A few patterns that work in practice:

<AccordionGroup>
  <Accordion title="Batch jobs that need a higher budget">
    Mint a second key just for the batch process. Each key has its own
    600 rpm bucket. A nightly bulk-import script with its own key
    doesn't impair the day-to-day key.
  </Accordion>

  <Accordion title="Retries with backoff">
    On any 5xx or 429, retry with exponential backoff. Capped at, say,
    5 retries with a base of 1 second and a max of 60.
    Always respect `Retry-After` when present it's better than your
    backoff math.

    ```python theme={null}
    import time, requests
    def post_with_retry(url, **kw):
        for attempt in range(5):
            r = requests.post(url, **kw)
            if r.status_code == 429:
                wait = int(r.headers.get('Retry-After', 2 ** attempt))
                time.sleep(wait)
                continue
            if r.status_code >= 500:
                time.sleep(2 ** attempt)
                continue
            return r
        r.raise_for_status()
    ```
  </Accordion>

  <Accordion title="Bursting safely">
    Bucket A allows bursts up to 60 req. If you've been idle, you can
    fire 60 in a second. After that the leaky bucket refills at 10/s.
    So a `for` loop firing 100 requests will burst the first 60, then
    receive 429s for the next 40 until enough time has passed.

    Cleaner: just paced the loop at one request per 100 ms. Predictable
    and never trips the limiter.
  </Accordion>

  <Accordion title="Parallel uploads">
    Bucket D is 60/min with a tighter burst of 5. Parallel uploads in
    excess of 5 will start receiving 429s. Cap your upload concurrency
    at \~5 and queue the rest.

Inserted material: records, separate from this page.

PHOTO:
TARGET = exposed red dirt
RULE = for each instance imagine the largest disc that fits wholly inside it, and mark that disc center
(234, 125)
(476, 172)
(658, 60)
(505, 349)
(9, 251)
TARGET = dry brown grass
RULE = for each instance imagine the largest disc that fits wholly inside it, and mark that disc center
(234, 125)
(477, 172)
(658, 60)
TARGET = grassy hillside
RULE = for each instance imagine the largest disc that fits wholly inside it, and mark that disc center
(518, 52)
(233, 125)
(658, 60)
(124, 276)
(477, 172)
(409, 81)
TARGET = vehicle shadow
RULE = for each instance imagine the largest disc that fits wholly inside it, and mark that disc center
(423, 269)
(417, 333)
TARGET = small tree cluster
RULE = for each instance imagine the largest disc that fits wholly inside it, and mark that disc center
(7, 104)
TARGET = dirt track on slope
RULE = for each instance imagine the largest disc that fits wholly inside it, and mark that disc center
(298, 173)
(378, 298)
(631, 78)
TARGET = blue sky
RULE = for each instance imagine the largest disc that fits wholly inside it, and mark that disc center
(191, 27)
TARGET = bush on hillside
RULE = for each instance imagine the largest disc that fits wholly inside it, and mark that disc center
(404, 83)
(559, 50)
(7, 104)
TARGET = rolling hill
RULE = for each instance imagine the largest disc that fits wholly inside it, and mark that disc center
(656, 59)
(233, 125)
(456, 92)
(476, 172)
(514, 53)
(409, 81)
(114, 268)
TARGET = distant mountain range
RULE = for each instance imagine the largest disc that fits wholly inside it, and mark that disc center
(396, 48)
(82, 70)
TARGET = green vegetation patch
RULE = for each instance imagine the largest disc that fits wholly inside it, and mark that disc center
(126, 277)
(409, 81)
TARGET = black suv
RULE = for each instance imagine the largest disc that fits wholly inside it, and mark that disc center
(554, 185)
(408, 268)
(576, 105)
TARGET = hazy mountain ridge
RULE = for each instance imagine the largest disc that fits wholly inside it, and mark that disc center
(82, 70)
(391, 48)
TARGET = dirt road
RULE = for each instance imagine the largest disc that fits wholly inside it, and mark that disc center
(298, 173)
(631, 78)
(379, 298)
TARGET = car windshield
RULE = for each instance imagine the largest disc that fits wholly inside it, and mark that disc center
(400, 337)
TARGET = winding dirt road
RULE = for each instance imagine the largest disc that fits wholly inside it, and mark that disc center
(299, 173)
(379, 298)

The math:

    * 5 simultaneous uploads, each 30 seconds → cycle every \~30 s.
    * In one minute you can clear \~10 uploads at 5x concurrency.
    * 60 rpm bucket gives you headroom for 60 uploads in a minute,
      provided you don't spike the burst.
  </Accordion>

  <Accordion title="Polling vs. webhooks">
    There are no public-API webhooks today, so partners sometimes poll.
    For a status-check loop:

    * Poll every 5 minutes for slow-moving state (e.g., counter-offers).
    * Poll every 30 seconds for state that should change quickly.
    * Never poll faster than 1/sec.

    All of these stay well within the 10/s sustained rate of bucket A.
  </Accordion>
</AccordionGroup>

## Visibility

* Every 429 includes a `Retry-After` header. That's your primary
  signal.
* Every failed auth (401s on `/public/v1/*`) consumes bucket B. If your
  ERP is hammering with a wrong key, you'll start getting 429s on top
  of the 401s. Fix the key.
* Mint and rotation calls hit bucket C. A misbehaving CI job that
  re-mints keys in a loop will trip this within a minute.

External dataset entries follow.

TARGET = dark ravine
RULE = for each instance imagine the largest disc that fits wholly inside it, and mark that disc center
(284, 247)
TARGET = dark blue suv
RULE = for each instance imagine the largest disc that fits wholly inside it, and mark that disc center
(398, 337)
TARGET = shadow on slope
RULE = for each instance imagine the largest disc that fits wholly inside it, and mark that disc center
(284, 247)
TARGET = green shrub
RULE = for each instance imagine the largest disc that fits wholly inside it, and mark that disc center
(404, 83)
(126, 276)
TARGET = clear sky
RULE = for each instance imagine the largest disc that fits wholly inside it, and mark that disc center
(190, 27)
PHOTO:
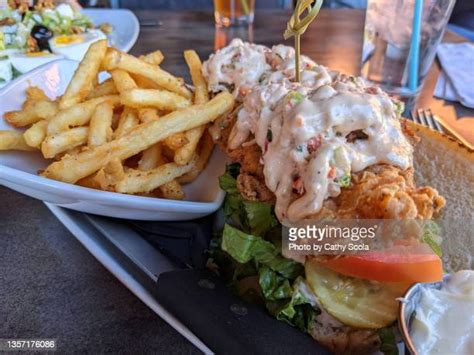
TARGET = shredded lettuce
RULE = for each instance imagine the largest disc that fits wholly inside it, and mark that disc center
(250, 216)
(251, 239)
(431, 236)
(245, 247)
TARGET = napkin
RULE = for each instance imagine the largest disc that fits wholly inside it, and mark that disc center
(455, 80)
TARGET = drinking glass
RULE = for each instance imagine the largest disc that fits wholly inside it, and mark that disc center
(393, 33)
(234, 12)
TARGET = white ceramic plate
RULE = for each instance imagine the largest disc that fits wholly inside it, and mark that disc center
(18, 170)
(125, 24)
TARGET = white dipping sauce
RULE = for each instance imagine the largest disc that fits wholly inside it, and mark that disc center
(444, 319)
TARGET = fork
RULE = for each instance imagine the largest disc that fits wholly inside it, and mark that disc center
(426, 118)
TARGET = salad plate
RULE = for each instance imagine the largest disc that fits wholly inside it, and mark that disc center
(124, 22)
(31, 38)
(18, 170)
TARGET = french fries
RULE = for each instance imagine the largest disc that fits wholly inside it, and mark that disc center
(118, 60)
(77, 115)
(172, 190)
(105, 88)
(13, 140)
(70, 169)
(148, 114)
(184, 154)
(33, 112)
(84, 78)
(64, 141)
(161, 99)
(153, 58)
(100, 128)
(205, 150)
(128, 120)
(200, 86)
(123, 81)
(176, 141)
(137, 181)
(138, 132)
(151, 158)
(105, 178)
(36, 134)
(34, 93)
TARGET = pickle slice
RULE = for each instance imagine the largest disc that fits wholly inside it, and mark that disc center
(355, 302)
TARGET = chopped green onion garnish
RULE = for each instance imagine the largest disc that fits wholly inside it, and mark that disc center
(269, 135)
(345, 180)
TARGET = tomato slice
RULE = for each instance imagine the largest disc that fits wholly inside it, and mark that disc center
(388, 266)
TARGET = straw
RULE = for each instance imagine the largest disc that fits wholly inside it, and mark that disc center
(297, 26)
(414, 58)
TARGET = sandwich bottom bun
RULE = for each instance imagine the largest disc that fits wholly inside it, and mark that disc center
(448, 166)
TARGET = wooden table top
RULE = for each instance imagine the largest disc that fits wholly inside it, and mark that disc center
(334, 40)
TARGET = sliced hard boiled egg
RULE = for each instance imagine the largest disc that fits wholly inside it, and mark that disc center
(75, 46)
(24, 62)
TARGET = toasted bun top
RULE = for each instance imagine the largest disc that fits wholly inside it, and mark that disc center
(448, 166)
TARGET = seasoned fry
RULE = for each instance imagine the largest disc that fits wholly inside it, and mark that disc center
(105, 178)
(144, 83)
(100, 128)
(77, 115)
(176, 141)
(172, 190)
(84, 78)
(200, 86)
(36, 134)
(107, 87)
(184, 154)
(118, 60)
(153, 58)
(146, 134)
(205, 150)
(13, 140)
(136, 181)
(151, 158)
(61, 142)
(123, 81)
(128, 120)
(34, 93)
(148, 114)
(161, 99)
(32, 112)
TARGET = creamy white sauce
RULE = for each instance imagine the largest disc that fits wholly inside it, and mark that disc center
(239, 65)
(302, 127)
(444, 319)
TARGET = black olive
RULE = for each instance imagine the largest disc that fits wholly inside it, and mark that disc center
(42, 35)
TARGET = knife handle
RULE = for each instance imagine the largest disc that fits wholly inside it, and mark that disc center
(223, 322)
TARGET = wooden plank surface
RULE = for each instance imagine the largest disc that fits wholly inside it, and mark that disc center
(334, 40)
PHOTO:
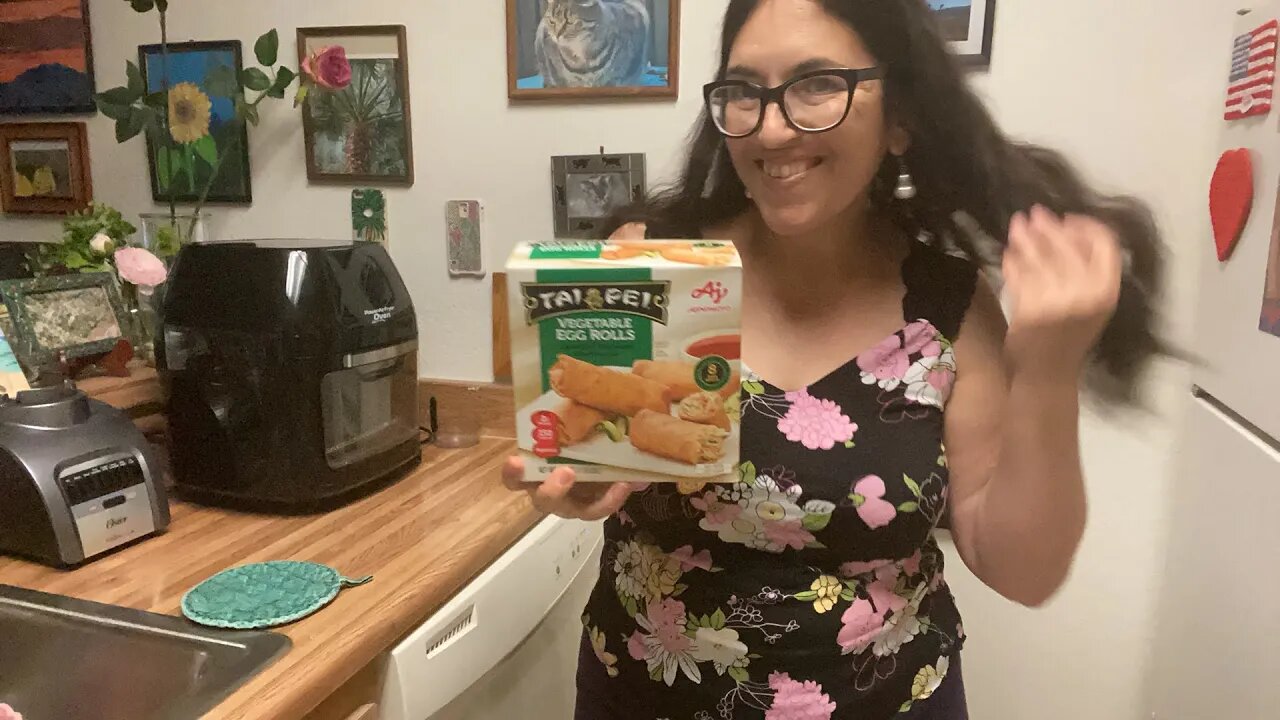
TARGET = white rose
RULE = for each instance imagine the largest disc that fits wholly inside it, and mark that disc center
(101, 244)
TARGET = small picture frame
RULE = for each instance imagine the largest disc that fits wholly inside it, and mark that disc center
(588, 188)
(44, 168)
(967, 26)
(574, 49)
(364, 132)
(77, 314)
(216, 139)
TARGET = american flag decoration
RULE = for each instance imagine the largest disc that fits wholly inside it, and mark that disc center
(1253, 72)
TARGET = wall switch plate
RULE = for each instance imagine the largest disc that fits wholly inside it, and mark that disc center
(464, 222)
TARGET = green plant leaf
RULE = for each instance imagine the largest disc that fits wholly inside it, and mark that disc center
(119, 96)
(164, 168)
(266, 49)
(129, 126)
(136, 85)
(814, 522)
(912, 486)
(283, 78)
(112, 110)
(255, 78)
(206, 149)
(222, 81)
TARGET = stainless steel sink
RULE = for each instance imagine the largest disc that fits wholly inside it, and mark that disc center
(67, 659)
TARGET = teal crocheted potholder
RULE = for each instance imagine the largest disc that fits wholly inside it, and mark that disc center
(264, 595)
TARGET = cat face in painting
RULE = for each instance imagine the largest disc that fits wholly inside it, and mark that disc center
(803, 181)
(570, 18)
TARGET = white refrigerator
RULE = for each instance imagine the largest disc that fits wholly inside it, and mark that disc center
(1216, 652)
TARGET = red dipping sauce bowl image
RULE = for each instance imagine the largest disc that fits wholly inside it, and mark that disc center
(725, 343)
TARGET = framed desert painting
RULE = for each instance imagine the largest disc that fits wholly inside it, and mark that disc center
(46, 58)
(361, 133)
(44, 168)
(571, 49)
(967, 26)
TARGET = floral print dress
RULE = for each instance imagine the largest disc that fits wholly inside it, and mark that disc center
(812, 588)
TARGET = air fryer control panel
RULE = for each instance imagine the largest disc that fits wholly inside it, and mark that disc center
(109, 501)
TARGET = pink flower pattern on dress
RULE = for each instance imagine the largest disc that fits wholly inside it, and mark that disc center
(874, 510)
(689, 560)
(718, 513)
(796, 700)
(818, 424)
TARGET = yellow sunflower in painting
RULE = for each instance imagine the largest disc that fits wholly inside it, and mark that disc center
(188, 113)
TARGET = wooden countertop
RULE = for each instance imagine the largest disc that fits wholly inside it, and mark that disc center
(421, 540)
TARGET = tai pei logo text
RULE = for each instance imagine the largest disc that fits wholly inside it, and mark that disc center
(643, 299)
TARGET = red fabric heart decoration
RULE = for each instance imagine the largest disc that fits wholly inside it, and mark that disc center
(1230, 199)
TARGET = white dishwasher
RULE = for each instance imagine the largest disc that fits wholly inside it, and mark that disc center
(506, 646)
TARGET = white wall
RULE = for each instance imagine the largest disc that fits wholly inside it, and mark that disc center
(469, 144)
(1129, 89)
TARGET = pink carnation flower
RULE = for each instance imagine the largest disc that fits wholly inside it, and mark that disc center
(816, 423)
(140, 267)
(798, 701)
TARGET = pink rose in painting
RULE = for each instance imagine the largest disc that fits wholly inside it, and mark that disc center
(328, 67)
(860, 624)
(689, 560)
(717, 513)
(635, 646)
(798, 701)
(816, 423)
(789, 533)
(872, 507)
(140, 267)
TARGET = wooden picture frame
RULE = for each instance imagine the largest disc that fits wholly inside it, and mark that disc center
(59, 55)
(968, 27)
(191, 62)
(661, 46)
(44, 168)
(365, 162)
(90, 302)
(588, 188)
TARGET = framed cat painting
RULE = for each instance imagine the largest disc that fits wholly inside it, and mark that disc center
(574, 49)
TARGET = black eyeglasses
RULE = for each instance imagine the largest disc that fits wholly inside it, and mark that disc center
(813, 101)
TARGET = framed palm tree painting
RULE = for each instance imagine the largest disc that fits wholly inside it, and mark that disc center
(360, 133)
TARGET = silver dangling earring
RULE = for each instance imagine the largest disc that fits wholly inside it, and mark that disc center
(905, 188)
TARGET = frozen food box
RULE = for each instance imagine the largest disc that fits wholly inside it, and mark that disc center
(625, 359)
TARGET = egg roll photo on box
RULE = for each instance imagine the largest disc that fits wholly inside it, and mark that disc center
(612, 370)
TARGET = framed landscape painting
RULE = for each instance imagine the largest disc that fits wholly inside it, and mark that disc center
(204, 126)
(967, 26)
(46, 59)
(361, 133)
(44, 168)
(568, 49)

## What's NOT rate-limited

* **Anything authenticated with a JWT.** Web app, internal scripts that
  use a Supabase JWT, etc. Out of scope for this limiter.
* **Successful requests by an org's other keys.** Bucket A is per
  individual key. If your org has three keys, each gets its own 600
  rpm.

## When the platform behavior changes

The numbers above are the production defaults. We may raise the limits
for specific partners on request email `support@teardowns.aero` with
the integration name and a sense of the traffic you expect. We're
unlikely to **lower** the limits without notice; if we ever did, you'd
hear about it via the changelog and via direct email if you're an
active integration.

## Implementation note

We use `slowapi` (a FastAPI rate-limit middleware) with a custom
key-func that reads the bearer token directly from the `Authorization`
header. UI traffic without a `tdao_live_` prefix is exempt. Counts are
held in-memory per process with N worker processes the effective
limit per key per minute is N × the configured value (worst case). For
the 600 rpm default that's not a meaningful difference in practice.